Eine andere Frau hat, wie sie per Mail mitteilt, erfolgreich abgenommen, macht in ihrem Umfeld aber keine große Sache daraus: „Ich habe den Eindruck, dass, wenn ich darüber spreche und mich andere dafür loben, sofort eine gewisse Erwartungshaltung entsteht: ‚Na, dann mach mal auch weiter so, hoffentlich schaffst du es, du musst jetzt dranbleiben.‘ Haha, als ob ich das nicht selber wüsste! Aber den psychologischen Druck, der dadurch entsteht, lasse ich mir nicht mehr gefallen!! Es ist schließlich mein Leben, mein Körper und mein inneres Gemüt.“ Eine andere Leidensgefährtin erzählt von ihrem jahrelangen Ringen mit den überflüssigen Kilos, inklusive Eierdiät, Wodkadiät, Kohldiät, Low Carb, FDH, Nulldiät – und von ihren Selbstvorwürfen, sie könnte eine jüngst diagnostizierte Krebserkrankung durch ihr exzessives Gewicht mitverschuldet haben.

Diese kurze Vertrautheit, die ja eigentlich privat ist, lässt sich manchmal auch herstellen, wenn andere zusehen. Mit Susanne Fröhlich, die vor ein paar Jahren mit „Moppel-Ich“ ein höchst erfolgreiches eigenes Buch über den „Kampf mit den Pfunden“ (Untertitel) vorgelegt hat, plauderte ich in ihrer Sendung „Fröhlich lesen“ im MDR, als seien wir Geschwister, so jedenfalls kam es mir vor – Geschwister, die genau wissen, wie es ist, in einer bestimmten Umgebung und mit dem gleichen Knacks aufzuwachsen.
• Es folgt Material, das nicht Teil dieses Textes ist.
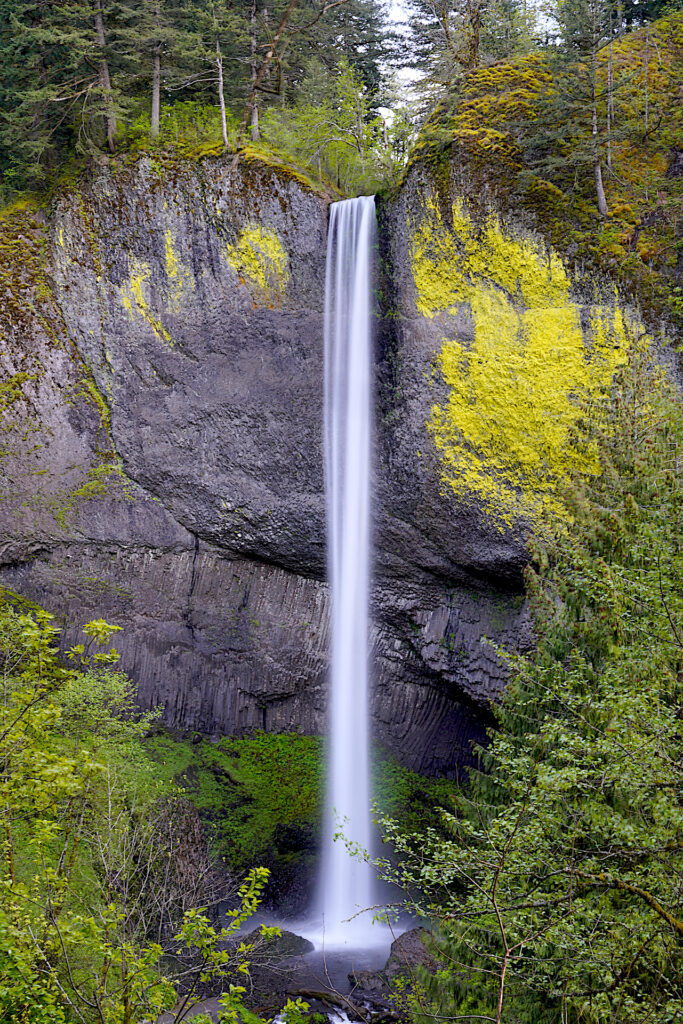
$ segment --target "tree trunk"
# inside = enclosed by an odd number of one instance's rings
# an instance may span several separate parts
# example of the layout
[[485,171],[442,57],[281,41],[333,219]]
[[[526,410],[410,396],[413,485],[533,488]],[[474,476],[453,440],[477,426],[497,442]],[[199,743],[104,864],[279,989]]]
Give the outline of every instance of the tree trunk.
[[256,0],[251,0],[249,11],[249,42],[251,44],[251,89],[254,97],[251,107],[251,141],[260,142],[261,133],[258,126],[258,103],[256,102],[256,79],[258,77],[258,60],[256,47],[258,43],[256,35]]
[[223,134],[223,146],[228,148],[228,123],[225,118],[225,93],[223,92],[223,54],[221,44],[216,33],[216,69],[218,71],[218,103],[221,108],[221,132]]
[[[285,29],[287,28],[287,23],[288,23],[290,17],[292,16],[292,12],[294,11],[294,8],[296,7],[298,2],[299,2],[299,0],[289,0],[289,3],[287,4],[287,8],[285,9],[284,14],[282,15],[282,19],[280,21],[280,24],[278,25],[277,32],[275,33],[275,35],[273,36],[271,42],[269,43],[268,49],[266,50],[265,57],[261,61],[261,67],[259,68],[259,70],[258,70],[258,72],[256,74],[256,78],[254,79],[254,81],[252,83],[251,92],[249,94],[249,99],[247,100],[247,105],[244,108],[244,117],[242,118],[242,123],[241,123],[241,125],[239,127],[239,130],[237,132],[237,149],[239,149],[239,147],[240,147],[240,144],[242,142],[242,138],[244,137],[244,133],[245,133],[245,131],[247,129],[247,125],[251,123],[251,120],[252,120],[251,112],[252,112],[252,109],[254,108],[254,106],[256,104],[256,93],[257,93],[257,90],[258,90],[259,86],[261,85],[261,82],[263,81],[264,75],[266,74],[266,72],[268,71],[268,68],[270,67],[270,62],[273,59],[273,57],[275,56],[275,52],[276,52],[277,47],[278,47],[278,45],[280,43],[280,39],[282,38],[282,35],[283,35]],[[340,2],[344,3],[344,0],[340,0]],[[323,6],[323,7],[320,8],[320,10],[321,10],[321,12],[324,13],[324,11],[327,10],[327,8],[325,6]],[[238,159],[239,159],[239,154],[236,153],[235,154],[235,162],[237,162]]]
[[607,63],[607,166],[612,170],[612,121],[614,118],[614,97],[613,97],[613,47],[612,47],[612,23],[610,18],[609,37],[609,61]]
[[602,183],[602,165],[600,163],[600,148],[598,141],[598,83],[597,83],[597,52],[593,50],[593,125],[592,125],[592,137],[593,137],[593,175],[595,177],[595,194],[598,200],[598,213],[601,217],[606,217],[609,213],[607,209],[607,199],[605,198],[605,188]]
[[601,217],[606,217],[609,213],[609,209],[607,207],[607,199],[605,197],[605,188],[602,183],[602,166],[598,156],[595,157],[593,163],[593,174],[595,176],[595,194],[598,199],[598,213]]
[[107,134],[107,145],[111,153],[114,152],[114,140],[116,139],[116,110],[114,108],[114,97],[111,91],[111,78],[109,75],[109,64],[106,57],[107,40],[104,32],[104,14],[102,0],[98,0],[95,10],[95,32],[97,34],[97,46],[100,50],[100,85],[104,95],[106,113],[104,115],[104,127]]
[[[161,8],[159,0],[154,5],[154,25],[159,31],[161,20]],[[152,67],[152,123],[149,134],[153,139],[159,136],[159,124],[161,122],[161,42],[157,40],[154,47],[154,64]]]
[[152,123],[149,134],[151,138],[159,137],[161,121],[161,54],[159,48],[154,51],[154,68],[152,71]]

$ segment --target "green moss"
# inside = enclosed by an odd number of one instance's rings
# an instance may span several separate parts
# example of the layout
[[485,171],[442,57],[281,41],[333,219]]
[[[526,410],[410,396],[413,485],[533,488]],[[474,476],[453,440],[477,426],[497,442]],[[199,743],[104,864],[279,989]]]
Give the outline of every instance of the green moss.
[[35,601],[30,601],[28,597],[22,597],[21,594],[17,594],[14,590],[3,586],[0,586],[0,605],[10,605],[22,615],[25,615],[27,612],[45,612],[45,609],[36,604]]
[[180,300],[186,292],[192,291],[194,288],[194,280],[176,253],[173,243],[173,233],[170,228],[166,231],[164,249],[166,255],[166,280],[168,282],[169,306],[171,312],[179,313]]
[[[214,744],[163,735],[148,743],[164,778],[186,790],[215,852],[235,871],[263,862],[277,868],[315,851],[326,775],[320,737],[257,732]],[[451,804],[450,782],[423,778],[386,754],[373,766],[373,789],[381,813],[409,830],[436,825],[435,808]]]
[[[97,233],[92,222],[92,216],[90,210],[83,198],[83,194],[79,188],[74,188],[73,193],[76,197],[78,204],[78,210],[81,215],[81,223],[85,232],[85,237],[88,243],[88,250],[90,252],[90,258],[92,259],[93,267],[95,269],[95,275],[98,281],[101,281],[104,277],[104,267],[102,265],[102,258],[100,256],[100,245],[97,238]],[[61,235],[61,241],[63,244],[63,235]]]
[[36,306],[52,295],[46,277],[46,237],[35,199],[21,199],[0,212],[0,336],[30,329]]
[[24,384],[37,380],[37,373],[13,373],[0,381],[0,412],[6,412],[24,398]]
[[[617,130],[613,173],[605,169],[604,174],[605,221],[597,213],[592,170],[575,176],[563,149],[586,145],[585,135],[574,139],[571,134],[580,129],[568,124],[566,138],[543,154],[550,168],[542,172],[545,177],[530,162],[544,104],[558,86],[543,56],[470,72],[459,95],[440,104],[426,125],[411,166],[426,165],[436,174],[452,168],[459,190],[480,210],[487,197],[512,217],[530,215],[573,269],[617,283],[623,294],[637,299],[653,329],[665,316],[675,330],[683,330],[677,269],[683,180],[667,176],[671,151],[680,148],[683,136],[683,12],[660,19],[648,31],[647,71],[645,29],[626,33],[612,48]],[[607,64],[605,49],[598,64],[601,125]],[[643,126],[646,75],[648,132]]]
[[106,431],[111,441],[111,410],[109,403],[95,383],[95,379],[89,369],[81,376],[78,387],[74,392],[74,398],[85,398],[97,409],[100,417],[100,425]]
[[326,199],[341,196],[341,193],[333,185],[314,180],[301,168],[288,162],[284,154],[277,153],[266,146],[247,145],[240,149],[239,155],[247,164],[263,164],[266,167],[271,167],[279,175],[291,178],[308,191],[315,192]]
[[452,810],[456,793],[450,779],[419,775],[386,752],[373,763],[372,790],[380,814],[394,818],[404,832],[437,828],[439,808]]
[[124,307],[128,310],[128,315],[131,320],[141,318],[148,324],[155,336],[159,341],[165,342],[167,345],[173,347],[173,338],[170,332],[164,327],[161,320],[158,319],[152,312],[149,302],[147,301],[146,291],[149,279],[151,277],[151,269],[144,260],[139,260],[133,257],[131,259],[131,270],[128,281],[120,289],[121,301]]
[[48,508],[56,522],[66,530],[73,514],[84,504],[113,496],[133,500],[130,481],[118,459],[91,466],[78,487],[70,491],[58,492],[49,499],[44,495],[34,495],[32,504]]
[[319,829],[322,744],[314,736],[255,733],[192,744],[170,736],[149,741],[168,779],[187,791],[210,828],[214,850],[235,871],[300,854],[283,830],[310,842]]

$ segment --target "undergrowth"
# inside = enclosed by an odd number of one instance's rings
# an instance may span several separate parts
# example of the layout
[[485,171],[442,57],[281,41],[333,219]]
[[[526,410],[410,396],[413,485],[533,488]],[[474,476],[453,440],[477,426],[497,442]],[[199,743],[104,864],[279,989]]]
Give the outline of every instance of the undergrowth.
[[[325,790],[319,736],[255,732],[211,743],[165,733],[147,742],[163,778],[183,788],[232,870],[265,860],[286,865],[317,849]],[[436,825],[436,808],[452,802],[451,782],[421,776],[386,752],[372,772],[378,808],[406,830]]]

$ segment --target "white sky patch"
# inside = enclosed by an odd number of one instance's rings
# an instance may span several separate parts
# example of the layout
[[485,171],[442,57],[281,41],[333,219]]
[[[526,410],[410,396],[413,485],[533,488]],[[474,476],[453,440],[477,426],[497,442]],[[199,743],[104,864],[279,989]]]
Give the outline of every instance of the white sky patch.
[[405,0],[391,0],[389,4],[389,21],[392,25],[398,25],[408,20],[408,11]]
[[[389,24],[392,27],[399,29],[403,26],[404,28],[403,32],[401,33],[402,35],[406,34],[408,23],[408,7],[409,0],[391,0],[391,3],[387,8],[387,20]],[[419,82],[419,80],[423,77],[421,71],[416,71],[415,68],[407,67],[398,68],[395,71],[395,75],[398,80],[398,85],[408,90],[410,89],[411,85],[413,85],[415,82]],[[409,99],[410,96],[407,95],[406,98]],[[388,108],[383,107],[382,109],[387,110]],[[382,114],[382,117],[385,117],[385,115]]]

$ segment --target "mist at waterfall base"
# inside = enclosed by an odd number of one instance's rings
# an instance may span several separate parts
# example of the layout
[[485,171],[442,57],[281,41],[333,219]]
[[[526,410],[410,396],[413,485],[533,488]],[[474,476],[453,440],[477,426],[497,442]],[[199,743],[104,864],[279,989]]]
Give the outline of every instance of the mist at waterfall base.
[[[371,865],[369,783],[370,457],[373,196],[330,210],[325,283],[325,493],[331,595],[329,767],[322,871],[305,934],[326,949],[386,946],[373,923],[379,901]],[[343,838],[340,837],[340,833]],[[335,836],[337,838],[335,839]]]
Wenn es ums Übergewicht geht, hat fast jeder so seine Geschichte, direkt oder indirekt. Eine Leserin, selbst nicht übergewichtig, schreibt, ihr Freund sei ebenfalls sehr dick. Das sei nie ein Problem für sie gewesen; nun, da sie von der Heimlichtuerei erfahren hat, mit der viele Dicke ihre Not bemänteln, gesteht sie, sie wisse aber nicht, wie er das empfinde.

Eigentümlich auch, wie sich immer wieder auch Normalgewichtige mit dem Dicken solidarisieren – sobald sie von seiner Bedrängnis mal erfahren haben. „Ich kenne das ja auch mit dem Heißhunger“, sagen sie dann, oder: „Bei mir sind es die Zigaretten.“ Ich bin nie ganz sicher: Ist das nun ein echtes Bedürfnis nach Solidarisierung oder eher der Wunsch nach psychologischer Entlastung, weil einem selbst eine Drangsal erspart geblieben ist?

Vielleicht, denke ich, ist das Übergewicht ja einer jener menschlichen Makel, die uns mitgegeben sind und an denen wir uns beweisen müssen. Im Laufe eines Radiogesprächs erzähle ich ein wenig von den Schwierigkeiten des Dicken in romantischen Angelegenheiten und dass einem dabei der schwergewichtige eigene Körper ganz schön im Wege stehen kann. Danach meldet sich eine Hörerin; sie sei blind, sagt sie, und sie habe sich bei meiner Schilderung daran erinnert gefühlt, dass viele Männer sie erst mal nur als „die Blinde“ sähen – und erst dann als Frau. Jeder hat so seine Geschichte.

„Weil ich Dicker bin. Szenen eines Lebensgefühls“ ist im C. Bertelsmann Verlag erschienen; 336 Seiten, 19,99 Euro.